MUMBAI, Apr 18: The ambitious plan of the Centre to sell its holdings in Madras Refineries and Cochin Refineries to Indian Oil Corporation and Bharat Petroleum Corporation is unlikely to take off in the near future following the fall of the Vajpayee government. The restructuring plan for the oil sector was awaiting the Cabinet approval.The Vajpayee government was going ahead with the revamp plan despite protest from CRL and Madras Refineries. ``In the changed circumstances, there is no way the government can swap stakes in the refineries. The plan is as good as shelved,'' oil industry sources said.
BPCL was expected to fork out roughly Rs 700 crore for buying out the Centre's stake of around 55 per cent in CRL and 33 per cent in IBP. IOC's outgo for the Government's holding in MRL of around 53 per cent could be lower at barely Rs 400 crore. Either way, the revenue was expected to contribute to part-funding the disinvestment target of Rs 10,000 crore for the current fiscal. However, the Kerala governmentand CRL had vehemently protested the equity sale plan.
Moreover, the Centre's plan to sell 26 per cent holding in Engineers India to Indian Oil and 33 per cent stake in IBP to BPCL is also likely to be deferred. ``It is to be seen whether the disinvestment policy in oil sector will continue in the present form,'' said an official of an oil company. The Union cabinet had earlier given the go-ahead to reduce the government stake to 26 per cent in non-strategic PSUs (which would now include the oil companies).
The fate of the Nitish Sengupta committee report is also uncertain. Oil companies had protested against most of the suggestions and IOC, in particular, had insisted that stand-alone refiners could hold their own in a deregulated scenario. Experts, however, have reiterated that it makes more sense for both MRL and CRL to be aligned with stronger marketing companies and that is exactly what the government is striving to do now.
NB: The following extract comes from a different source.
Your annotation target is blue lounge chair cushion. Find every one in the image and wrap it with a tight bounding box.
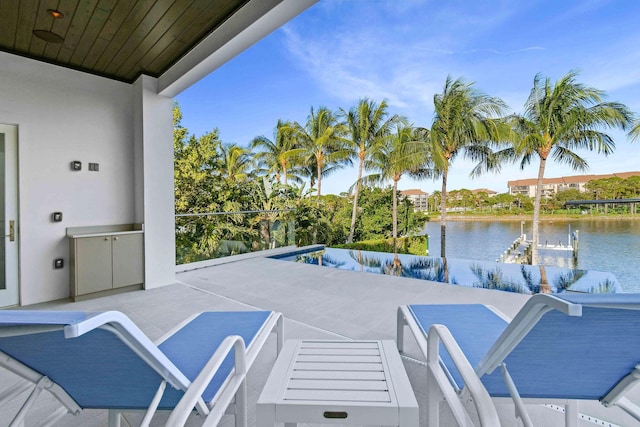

Bankers and stock analysts are expecting a new direction and differentpolicies in PSU disinvestment when the new government takes over at the Centre. ``The target and the mode of disinvestment may change depending on the form of the government. Many of the disinvestment plans taken by the Vajpayee government are likely to be changed,'' said an analyst.
The government had raised Rs 6,620 crore through the disinvestment of its holdings in PSUs in the fiscal 1998-99. This was largely due to the jugglery of equity swap among oil companies. Out of the total amount, as much Rs 4867 crore was raised through cross-holdings in oil companies. While 2.5 per cent stake in ONGC by GAIL saw Rs 600 crore go into the government kitty, a 10 per cent stake in GAIL by IOC saw the government richer by Rs 2567 crore.
The 10 per cent stake in IOC and 5 per cent in GAIL by ONGC yielded Rs 1700 crore to the government.